Modificada geneticamente, bactéria que decompõe a biomassa produz combustível com uma única reação
Pesquisa divulgada por departamento do governo dos EUA revelou detalhes de uma potencial mudança estrutural na produção de etanol celulósico. Embora ainda confinado ao laboratório, a conversão direta de biomassa em etanol, sem pré-tratamento, representa um novo paradigma.
O processo convencional de produção de etanol a partir de biomassa vegetal exige uma etapa de pré-tratamento e outra de reações induzidas por enzimas, ambas bastante caras.
Veja os detalhes do processo, da matéria-prima utilizada e as modificações realizadas no micro-organismo.
Embora ainda restrita ao laboratório, pesquisa divulgada pelo Departamento de Energia dos EUA (DOE, na sigla em inglês) revelou detalhes de uma potencial mudança estrutural na produção de etanol celulósico.
A ciência
O processo convencional de produção de etanol a partir de biomassa vegetal exige uma etapa de pré-tratamento e outra de reações induzidas por enzimas, ambas bastante caras.
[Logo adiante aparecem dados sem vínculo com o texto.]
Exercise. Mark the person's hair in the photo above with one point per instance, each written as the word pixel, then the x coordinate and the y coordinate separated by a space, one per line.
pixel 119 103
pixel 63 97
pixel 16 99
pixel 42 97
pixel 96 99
Mas o aprimoramento de uma estratégia conhecida como bioprocessamento consolidado (BPC) pode gerar economias.
O BPC de segunda geração faz uso de um micro-organismo que se separa da água e produz etanol por fermentação, reduzindo custos. Cientistas agora modificaram uma cepa da bactéria Caldicellulosiruptor bescii, usada no BPC, a qual é capaz de quebrar a biomassa com eficiência, sem a necessidade de pré-tratamento. Da reação resulta etanol, demonstrando a conversão eficaz da biomassa celulósica do capim “switchgrass” (Panicum virgatum).
O impacto
A conversão direta de biomassa em etanol, sem pré-tratamento, representa um novo paradigma para o bioprocessamento consolidado, com potencial para produzir um biocombustível sustentável, neutro em carbono e com eficiência de custo.
Comparativo de estratégias para produção de bioetanol, incluindo o bioprocessamento consolidado de segunda geração, processo de uma etapa em que um micróbio quebra a biomassa celulósica, sem pré-tratamento, e converte os açúcares resultantes em combustível
Sumário
Normalmente, a produção de etanol a partir de biomassa vegetal consiste de três etapas principais: o pré-tratamento físico-químico, a quebra enzimática da biomassa nos seus açúcares constituintes e a fermentação. O pré-tratamento e a hidrólise enzimática são etapas dispendiosas do processo. O BPC pode reduzir custos.
No BPC, a biomassa celulósica, sem nenhum pré-tratamento, é convertida em biocombustível numa única etapa: um micróbio decompõe a biomassa e fermenta os açúcares resultantes.
Já se sabia que a Caldicellulosiruptor bescii fermentava a switchgrass não tratada, mas a bactéria original não possuía os genes para produzir etanol. Como a C. bescii é termófila (gosta de calor) e o BPC transcorre em temperaturas elevadas, era necessário um gene produtor de uma enzima que sintetizasse etanol e se mantivesse estável no calor.
Pesquisadores identificaram esse possível gene na Clostridium thermocellum e o transferiram por clonagem para a C. bescii. A cepa modificada de C. bescii tronou-se capaz de produzir etanol a partir da celobiose, do Avicel e da switchgrass. Para otimizar a fermentação do etanol, dois genes que desviavam a reação foram apagados.
Com a nova cepa de C. bescii, cerca de 30% da biomassa foi fermentada e 1,7 mol de etanol produzido para cada mol de glicose, valor próximo aos teoréticos 2,0 moles de etanol por mol de glicose. Embora as eficiências possam ser melhoradas, o estudo é um passo importante para consumar o potencial do BPC e criar uma plataforma onde se possa formular a produção de biocombustíveis e bioprodutos avançados, partindo diretamente da biomassa celulósica e pulando a etapa do pré-tratamento, que é rigorosa e cara.